菊住守代司(Dr):笹路さんには、2006年の「風船ガム」というシングルでプロデュースしてもらったことがあって。たとえば「リズム&スパイダー~男と女の関係~」なんかは、永友の部屋で宅録でデモを作ったその時点でイントロのキーボードとかフレーズが生まれていて。それを悪ふざけするようなノリで作り込んでいった感じなんです。無国籍感をテーマにどんどん面白い方向に転がしていきました。

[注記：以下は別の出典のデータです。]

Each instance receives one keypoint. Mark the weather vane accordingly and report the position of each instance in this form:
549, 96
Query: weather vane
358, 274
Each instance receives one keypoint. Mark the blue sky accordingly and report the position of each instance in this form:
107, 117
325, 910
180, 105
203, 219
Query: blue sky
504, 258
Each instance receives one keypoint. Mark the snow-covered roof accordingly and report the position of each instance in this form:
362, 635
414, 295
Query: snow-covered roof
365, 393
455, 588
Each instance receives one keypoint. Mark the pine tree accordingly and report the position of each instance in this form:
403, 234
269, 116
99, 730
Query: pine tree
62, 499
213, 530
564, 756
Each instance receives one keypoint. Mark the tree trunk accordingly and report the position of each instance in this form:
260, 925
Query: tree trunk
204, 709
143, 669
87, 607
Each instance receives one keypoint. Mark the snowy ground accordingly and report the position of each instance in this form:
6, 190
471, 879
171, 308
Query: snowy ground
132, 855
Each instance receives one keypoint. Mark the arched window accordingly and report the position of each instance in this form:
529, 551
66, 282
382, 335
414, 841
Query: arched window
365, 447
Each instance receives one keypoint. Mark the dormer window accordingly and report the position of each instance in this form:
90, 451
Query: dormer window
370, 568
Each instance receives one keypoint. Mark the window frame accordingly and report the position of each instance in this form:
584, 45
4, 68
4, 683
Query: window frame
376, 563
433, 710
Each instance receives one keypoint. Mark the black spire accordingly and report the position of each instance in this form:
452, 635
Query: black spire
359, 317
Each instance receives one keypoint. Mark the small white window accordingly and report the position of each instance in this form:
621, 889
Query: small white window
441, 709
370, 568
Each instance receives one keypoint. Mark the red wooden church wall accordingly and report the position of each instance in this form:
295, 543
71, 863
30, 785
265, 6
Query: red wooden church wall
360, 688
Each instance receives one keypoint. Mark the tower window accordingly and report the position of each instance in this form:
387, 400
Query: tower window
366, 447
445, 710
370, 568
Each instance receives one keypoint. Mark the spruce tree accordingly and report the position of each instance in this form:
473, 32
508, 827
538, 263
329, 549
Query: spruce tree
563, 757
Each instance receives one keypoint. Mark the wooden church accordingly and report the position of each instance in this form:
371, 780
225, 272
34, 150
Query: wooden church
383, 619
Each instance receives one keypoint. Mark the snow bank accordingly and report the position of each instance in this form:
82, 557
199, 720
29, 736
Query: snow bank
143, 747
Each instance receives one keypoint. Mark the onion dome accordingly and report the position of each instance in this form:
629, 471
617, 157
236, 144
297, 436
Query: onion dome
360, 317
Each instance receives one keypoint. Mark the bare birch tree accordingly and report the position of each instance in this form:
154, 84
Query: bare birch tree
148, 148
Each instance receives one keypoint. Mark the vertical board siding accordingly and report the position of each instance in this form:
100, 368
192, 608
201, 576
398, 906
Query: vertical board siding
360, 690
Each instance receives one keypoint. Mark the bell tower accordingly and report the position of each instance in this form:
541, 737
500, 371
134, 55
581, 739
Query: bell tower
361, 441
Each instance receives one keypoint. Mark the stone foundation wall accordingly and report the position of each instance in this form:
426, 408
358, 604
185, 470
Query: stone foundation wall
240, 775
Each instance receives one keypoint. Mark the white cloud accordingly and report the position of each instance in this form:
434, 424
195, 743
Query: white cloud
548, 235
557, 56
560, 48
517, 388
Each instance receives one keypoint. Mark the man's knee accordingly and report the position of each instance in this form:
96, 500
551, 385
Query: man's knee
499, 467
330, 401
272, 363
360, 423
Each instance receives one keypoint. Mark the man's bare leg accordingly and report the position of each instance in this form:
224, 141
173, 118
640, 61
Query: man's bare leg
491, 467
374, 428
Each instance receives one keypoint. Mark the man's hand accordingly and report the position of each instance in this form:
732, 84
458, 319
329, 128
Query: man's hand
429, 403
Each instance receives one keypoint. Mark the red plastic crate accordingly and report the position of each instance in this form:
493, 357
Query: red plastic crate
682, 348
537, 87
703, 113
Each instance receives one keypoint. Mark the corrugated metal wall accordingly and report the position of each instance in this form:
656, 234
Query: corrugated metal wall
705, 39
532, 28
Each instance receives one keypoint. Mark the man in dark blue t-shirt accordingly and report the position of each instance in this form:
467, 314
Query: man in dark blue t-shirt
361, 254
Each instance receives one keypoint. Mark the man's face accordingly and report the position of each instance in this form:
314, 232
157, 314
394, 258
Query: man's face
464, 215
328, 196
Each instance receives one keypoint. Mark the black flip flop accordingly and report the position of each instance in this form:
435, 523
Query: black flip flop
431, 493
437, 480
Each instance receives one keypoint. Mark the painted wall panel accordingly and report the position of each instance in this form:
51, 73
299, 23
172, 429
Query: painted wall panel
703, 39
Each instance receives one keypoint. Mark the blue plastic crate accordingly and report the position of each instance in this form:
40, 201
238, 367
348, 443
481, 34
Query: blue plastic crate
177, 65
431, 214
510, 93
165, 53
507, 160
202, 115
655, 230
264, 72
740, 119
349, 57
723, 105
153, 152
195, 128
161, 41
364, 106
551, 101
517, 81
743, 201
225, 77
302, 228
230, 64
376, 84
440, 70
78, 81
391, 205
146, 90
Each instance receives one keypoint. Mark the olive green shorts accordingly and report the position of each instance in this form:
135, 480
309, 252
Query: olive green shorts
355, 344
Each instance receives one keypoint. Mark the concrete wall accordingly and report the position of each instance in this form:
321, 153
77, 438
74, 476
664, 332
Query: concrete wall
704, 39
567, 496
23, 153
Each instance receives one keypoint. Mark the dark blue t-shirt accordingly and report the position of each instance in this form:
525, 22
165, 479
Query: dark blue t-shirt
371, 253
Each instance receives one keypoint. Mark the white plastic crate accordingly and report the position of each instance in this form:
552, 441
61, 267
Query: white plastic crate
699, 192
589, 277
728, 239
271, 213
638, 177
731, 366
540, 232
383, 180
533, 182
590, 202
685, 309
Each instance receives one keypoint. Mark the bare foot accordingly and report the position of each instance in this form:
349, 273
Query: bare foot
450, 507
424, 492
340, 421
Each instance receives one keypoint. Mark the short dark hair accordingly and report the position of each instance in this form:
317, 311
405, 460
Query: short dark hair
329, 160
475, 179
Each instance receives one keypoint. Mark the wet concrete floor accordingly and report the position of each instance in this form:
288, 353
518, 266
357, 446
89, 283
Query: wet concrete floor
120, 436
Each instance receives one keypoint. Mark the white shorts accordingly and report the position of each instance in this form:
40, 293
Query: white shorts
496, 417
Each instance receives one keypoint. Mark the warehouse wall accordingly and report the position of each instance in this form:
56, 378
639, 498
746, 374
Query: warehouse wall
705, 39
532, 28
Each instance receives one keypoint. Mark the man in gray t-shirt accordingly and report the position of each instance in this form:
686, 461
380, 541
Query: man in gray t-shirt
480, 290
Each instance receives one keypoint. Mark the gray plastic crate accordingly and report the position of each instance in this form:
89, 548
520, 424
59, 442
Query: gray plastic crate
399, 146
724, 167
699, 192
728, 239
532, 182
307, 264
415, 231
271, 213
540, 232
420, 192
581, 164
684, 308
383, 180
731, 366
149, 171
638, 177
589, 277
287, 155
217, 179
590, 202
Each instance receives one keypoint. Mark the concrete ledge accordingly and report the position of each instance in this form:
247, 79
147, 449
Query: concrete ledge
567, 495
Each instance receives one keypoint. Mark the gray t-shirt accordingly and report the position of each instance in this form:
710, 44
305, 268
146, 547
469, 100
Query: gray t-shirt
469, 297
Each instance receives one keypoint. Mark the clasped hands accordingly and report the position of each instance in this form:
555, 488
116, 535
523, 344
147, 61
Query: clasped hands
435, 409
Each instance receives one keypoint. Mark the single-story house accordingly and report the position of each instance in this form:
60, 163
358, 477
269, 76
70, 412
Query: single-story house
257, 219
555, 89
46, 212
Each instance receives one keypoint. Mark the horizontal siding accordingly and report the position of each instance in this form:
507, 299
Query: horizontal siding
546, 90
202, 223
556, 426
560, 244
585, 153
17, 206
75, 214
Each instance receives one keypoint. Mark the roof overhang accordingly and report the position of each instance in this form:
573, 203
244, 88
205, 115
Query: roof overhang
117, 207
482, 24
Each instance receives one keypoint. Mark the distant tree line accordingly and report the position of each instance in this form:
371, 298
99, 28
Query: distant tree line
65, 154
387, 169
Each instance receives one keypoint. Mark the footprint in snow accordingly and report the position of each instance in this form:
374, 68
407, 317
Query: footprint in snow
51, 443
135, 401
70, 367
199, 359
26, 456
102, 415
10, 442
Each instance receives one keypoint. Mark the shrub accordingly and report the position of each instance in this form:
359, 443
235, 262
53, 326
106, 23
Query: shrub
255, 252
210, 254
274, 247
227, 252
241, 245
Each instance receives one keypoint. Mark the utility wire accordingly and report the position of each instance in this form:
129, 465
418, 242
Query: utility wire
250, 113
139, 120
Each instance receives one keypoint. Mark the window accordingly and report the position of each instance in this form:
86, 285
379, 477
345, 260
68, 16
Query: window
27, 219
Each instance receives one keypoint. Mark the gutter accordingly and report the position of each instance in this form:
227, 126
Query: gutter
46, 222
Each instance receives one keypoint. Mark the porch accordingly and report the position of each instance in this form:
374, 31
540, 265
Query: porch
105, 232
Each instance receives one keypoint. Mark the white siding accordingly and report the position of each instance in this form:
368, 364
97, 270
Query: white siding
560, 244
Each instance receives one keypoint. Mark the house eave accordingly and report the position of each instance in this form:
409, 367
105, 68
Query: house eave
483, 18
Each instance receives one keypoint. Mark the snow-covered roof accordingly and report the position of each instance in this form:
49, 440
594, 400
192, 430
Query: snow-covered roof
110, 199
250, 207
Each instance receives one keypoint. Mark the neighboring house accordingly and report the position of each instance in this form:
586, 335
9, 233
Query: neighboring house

梅田啓介(B):笹路さんプロデュースの3曲は、くっきりと歌謡曲テイストのあるサウンドになりましたね。キャッチーな感じがすごくスパイスになってると思います。「東京ジャンボ☆ディスコ」という曲では、笹路さんは「おじさんディスコ世代だからこういうのは得意だよ!」なんて言って、打ち合わせからノリノリでした(笑)。
永友:おそらく今回でいちばん変わったのが歌詞です。音に統一したテーマを持たせなかったのは、音がデコボコでも、歌詞に筋が通ってさえいればアルバムとして成立すると思ったからで。いままではフィクションの世界で、言葉遊びやシュールな表現で書いてきたんですけど、今回は実生活で感じたことや思ったことをそのまま歌詞にしようと思って。だから、今までよりもストレートな言い回しやラブソングが増えていますね。巧い表現をすることよりも、もっと刺さる言葉、速く届く言葉で書こうという意識がありました。
菊住:僕は「ガラクタ」の詞がすごい良いなと思った。これはセルフ・プロデュースの曲で。普段は鳴りのキレイな音で録りたいと思うんだけど、このときはバキバキに歪ませて、わざと汚い音を出している。それは明らかに歌詞に引っ張られて出てきたもので。言葉と音の調和をすごく考えました。
梅田:「わがままチャック」の歌詞なんかは30歳を過ぎた男のちょっと気の毒な話なんだけど。そういうのも、読んで“分かる分かる”って味わえたり、気の毒な話でも笑い飛ばせるような作品にできたって思いますね。